One of those better options is Twitter. Twitter has the advantage of being a great way to open a direct line of communication between yourself and a potential employer before you even forward your work history or even any professional information at all. It’s almost the virtual equivalent of landing a job based on a conversation with a seatmate on an airplane.
JobDeck aims to make the process of looking for work on Twitter even easier. It provides a refined search that allows you to drill down and find job offers and information about prospective employers and employees, and it does it all in the familiar environment of TweetDeck, so as long as you’ve used the popular Adobe (s adbe) AIR-based Twitter client in the past, you won’t have to go learning a new interface all over again.
In fact, JobDeck really isn’t much more than a standard install of TweetDeck with some colorful rebadging and a couple of very special unique columns that will help you in your job search efforts. All the regular features are there, too, so you have access to your main timeline and all the time-wasting fun that could potentially go along with that. My advice? Create a new Twitter account devoted solely to job hunting in order to keep your focus and avoid distraction.
As mentioned, there are two new columns introduced in JobDeck, which is powered by TwitJobSearch, a site that provides search results from Twitter pre-filtered and tailored to job hunters. The first is a “Job Search Experts” user list. It’s a good way to pick up tips and find interesting articles about the job market and career development in general, and it has the benefit of allowing you to keep these people out of your main Twitter feed, where they might not be as appreciated or could get lost.
The other column is a dedicated column that returns results from the TwitJobSearch main feed, which searches the web, returns relevant job search results and organizes them into a single stream.
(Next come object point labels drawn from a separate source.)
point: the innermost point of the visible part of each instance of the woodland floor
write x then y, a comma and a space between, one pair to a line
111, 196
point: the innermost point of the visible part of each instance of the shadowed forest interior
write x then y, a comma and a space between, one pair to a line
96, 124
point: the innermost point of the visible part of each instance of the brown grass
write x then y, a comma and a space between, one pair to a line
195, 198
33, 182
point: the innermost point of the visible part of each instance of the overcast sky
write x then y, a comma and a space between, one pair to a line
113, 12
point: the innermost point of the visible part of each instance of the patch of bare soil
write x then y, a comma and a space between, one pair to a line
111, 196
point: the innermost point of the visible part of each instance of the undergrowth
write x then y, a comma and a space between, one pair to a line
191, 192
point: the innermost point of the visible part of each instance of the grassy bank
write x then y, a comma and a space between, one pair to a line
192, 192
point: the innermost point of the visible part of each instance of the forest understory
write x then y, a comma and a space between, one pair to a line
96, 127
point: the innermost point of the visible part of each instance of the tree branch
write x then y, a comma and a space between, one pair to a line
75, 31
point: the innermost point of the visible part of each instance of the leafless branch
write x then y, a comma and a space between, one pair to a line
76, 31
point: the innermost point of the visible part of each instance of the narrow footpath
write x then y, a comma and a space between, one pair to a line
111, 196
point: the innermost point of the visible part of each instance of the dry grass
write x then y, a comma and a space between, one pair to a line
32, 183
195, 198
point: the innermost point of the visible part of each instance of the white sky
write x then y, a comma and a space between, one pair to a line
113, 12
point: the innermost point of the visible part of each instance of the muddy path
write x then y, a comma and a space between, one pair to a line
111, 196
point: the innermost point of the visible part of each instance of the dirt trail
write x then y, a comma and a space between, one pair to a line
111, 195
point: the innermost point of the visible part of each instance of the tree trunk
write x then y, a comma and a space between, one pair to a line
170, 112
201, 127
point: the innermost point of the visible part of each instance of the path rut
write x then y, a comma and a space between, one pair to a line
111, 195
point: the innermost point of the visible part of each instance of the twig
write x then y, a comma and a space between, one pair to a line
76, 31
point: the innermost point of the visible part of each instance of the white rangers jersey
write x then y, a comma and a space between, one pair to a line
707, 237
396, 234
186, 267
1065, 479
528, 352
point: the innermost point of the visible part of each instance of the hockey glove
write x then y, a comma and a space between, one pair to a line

As of right now, a lot of the traffic is related to the JobDeck app itself, but scrolling through the feed reveals that it does do a decent job of collecting career hunting info. Unfortunately, it’s also hit or miss, including info for jobs ranging from KFC front-line employees to iPhone app developers.
It’s nice, but it isn’t yet impressive enough to merit its own dedicated client in my opinion. It reminds me more of the Blink-182 branded TweetDeck release than a new and unique tool. The TwitJobSearch site itself is a much more useful tool, with customizable advanced search options and an experimental job map feature. Not to mention that the interface is quite attractive and highly usable, and there’s a browse function that lets you see job tweets by category in case you aren’t yet sure what exactly it is you’re looking for.
If you’re already using TweetDeck and you’re looking for work, using the JobDeck special edition isn’t going to cost you anything, and might provide you with a few useful links and/or tips. If, on the other hand, you’re looking for something that will dramatically change they way you look for work, skip this release and just use the web-based or iPhone version (s aapl) of TwitJobSearch, especially if you’re not a fan of the TweetDeck interface.